Jebudo
- Interactive map of Jebudo

Geography
- Coordinates: 37°16′N 126°35′E﻿ / ﻿37.267°N 126.583°E
- Area: 0.98 km^{2} (0.38 sq mi)

Administration
- South Korea
- Province: Gyeonggi Province
- City: Hwaseong

Demographics
- Population: 668 (December 31, 2008)

Korean name
- Hangul: 제부도
- Hanja: 濟扶島
- RR: Jebudo
- MR: Chebudo

= Jebudo =

Island in South Korea

Jebudo is an island in Jebu-ri, Seosin-myeon, Hwaseong, Gyeonggi Province, South Korea. It is connected to the mainland by a road that is impassable twice a day due to high tide.

== Etymology ==
Historically, Jebudo was called "Jeobiseom" or "Jeopbiseom". Both of these terms mean "the island that can be seen from land".

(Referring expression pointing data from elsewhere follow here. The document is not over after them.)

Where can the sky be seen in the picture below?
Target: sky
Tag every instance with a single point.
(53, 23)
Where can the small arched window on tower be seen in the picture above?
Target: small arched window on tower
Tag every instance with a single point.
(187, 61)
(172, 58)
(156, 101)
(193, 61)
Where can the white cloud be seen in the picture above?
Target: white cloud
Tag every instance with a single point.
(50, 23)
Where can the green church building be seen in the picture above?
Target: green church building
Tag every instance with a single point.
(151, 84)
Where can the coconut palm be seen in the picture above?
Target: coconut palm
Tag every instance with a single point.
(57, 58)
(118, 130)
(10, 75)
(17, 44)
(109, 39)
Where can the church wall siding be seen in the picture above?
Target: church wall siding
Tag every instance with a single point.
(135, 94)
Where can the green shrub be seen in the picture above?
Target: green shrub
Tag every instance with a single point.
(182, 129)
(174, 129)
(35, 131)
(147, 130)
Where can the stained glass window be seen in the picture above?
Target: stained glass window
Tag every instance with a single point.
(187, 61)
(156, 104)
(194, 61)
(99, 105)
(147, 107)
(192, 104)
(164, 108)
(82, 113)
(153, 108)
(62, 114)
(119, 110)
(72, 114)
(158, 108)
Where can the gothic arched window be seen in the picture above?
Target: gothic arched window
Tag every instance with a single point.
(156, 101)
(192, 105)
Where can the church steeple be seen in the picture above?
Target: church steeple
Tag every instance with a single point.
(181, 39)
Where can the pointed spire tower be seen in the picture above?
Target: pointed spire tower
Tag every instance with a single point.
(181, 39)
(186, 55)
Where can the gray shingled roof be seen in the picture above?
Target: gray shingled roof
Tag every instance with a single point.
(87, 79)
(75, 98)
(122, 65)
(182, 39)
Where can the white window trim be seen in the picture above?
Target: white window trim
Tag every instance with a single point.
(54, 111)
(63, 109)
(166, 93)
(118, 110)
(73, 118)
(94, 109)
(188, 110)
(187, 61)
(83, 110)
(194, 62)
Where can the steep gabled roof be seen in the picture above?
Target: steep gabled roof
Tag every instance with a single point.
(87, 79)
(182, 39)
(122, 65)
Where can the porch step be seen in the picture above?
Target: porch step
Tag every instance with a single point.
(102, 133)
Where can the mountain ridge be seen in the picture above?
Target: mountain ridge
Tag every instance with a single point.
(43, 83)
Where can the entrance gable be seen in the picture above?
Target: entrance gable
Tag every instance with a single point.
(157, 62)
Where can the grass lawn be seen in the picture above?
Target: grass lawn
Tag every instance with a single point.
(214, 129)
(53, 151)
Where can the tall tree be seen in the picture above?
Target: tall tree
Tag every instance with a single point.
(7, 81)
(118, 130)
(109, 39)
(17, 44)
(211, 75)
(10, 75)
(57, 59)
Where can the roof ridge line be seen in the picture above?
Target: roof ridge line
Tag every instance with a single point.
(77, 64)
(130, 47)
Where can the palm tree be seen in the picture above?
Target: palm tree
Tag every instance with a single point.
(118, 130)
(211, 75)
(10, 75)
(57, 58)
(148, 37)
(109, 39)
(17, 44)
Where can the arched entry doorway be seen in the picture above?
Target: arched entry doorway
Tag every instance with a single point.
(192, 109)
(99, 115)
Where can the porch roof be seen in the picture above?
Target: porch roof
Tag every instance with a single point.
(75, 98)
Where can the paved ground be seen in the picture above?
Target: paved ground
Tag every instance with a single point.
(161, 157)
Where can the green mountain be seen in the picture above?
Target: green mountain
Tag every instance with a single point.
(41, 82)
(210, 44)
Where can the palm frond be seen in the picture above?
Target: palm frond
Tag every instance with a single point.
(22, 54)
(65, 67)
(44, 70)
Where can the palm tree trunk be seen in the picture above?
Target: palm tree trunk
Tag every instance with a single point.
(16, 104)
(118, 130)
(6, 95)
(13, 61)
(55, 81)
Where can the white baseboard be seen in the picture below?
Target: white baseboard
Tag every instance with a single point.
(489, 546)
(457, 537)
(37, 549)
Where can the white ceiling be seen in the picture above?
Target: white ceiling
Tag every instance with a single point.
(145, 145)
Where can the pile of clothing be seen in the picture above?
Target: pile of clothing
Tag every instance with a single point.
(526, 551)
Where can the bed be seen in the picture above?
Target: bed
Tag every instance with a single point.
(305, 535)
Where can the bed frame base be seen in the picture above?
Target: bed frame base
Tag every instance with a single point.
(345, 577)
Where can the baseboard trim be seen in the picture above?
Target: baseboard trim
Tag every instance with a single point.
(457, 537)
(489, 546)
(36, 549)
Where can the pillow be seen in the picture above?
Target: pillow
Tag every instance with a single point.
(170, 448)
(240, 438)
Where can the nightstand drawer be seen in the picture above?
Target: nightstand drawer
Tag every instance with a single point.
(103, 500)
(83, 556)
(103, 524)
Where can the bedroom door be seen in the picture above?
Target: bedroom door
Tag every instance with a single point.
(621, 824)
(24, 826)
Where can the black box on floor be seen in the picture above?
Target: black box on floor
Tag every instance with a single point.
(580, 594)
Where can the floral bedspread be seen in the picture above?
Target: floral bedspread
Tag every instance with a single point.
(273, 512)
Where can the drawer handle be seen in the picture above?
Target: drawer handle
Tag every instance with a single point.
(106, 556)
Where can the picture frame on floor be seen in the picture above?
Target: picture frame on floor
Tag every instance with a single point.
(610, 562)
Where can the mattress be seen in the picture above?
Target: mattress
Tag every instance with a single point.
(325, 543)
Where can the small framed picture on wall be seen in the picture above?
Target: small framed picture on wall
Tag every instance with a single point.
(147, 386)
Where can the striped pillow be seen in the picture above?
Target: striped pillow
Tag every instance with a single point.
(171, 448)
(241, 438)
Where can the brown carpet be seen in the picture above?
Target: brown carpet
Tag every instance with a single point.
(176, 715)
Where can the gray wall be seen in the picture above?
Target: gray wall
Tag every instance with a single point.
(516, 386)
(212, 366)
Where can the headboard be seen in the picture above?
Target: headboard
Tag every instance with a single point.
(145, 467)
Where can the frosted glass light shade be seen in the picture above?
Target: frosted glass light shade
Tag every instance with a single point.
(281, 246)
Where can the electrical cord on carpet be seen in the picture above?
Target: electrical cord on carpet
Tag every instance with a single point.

The name "Jebu" possibly arose in the mid-Joseon period, from two characters of the phrase "Jeyakbugyeong", used in the Thousand Character Classic.

==Description==
The island has two mountains: Dangsan and Tapjaesan.

The relatively flat coastline contains many large mud flats. Foraging for seafood ingredients in the mudflats is a popular economic and tourist activity.

Jebudo Beach, on the south of the island, is a popular summer tourist destination. The main commercial street is near Jebudo Beach.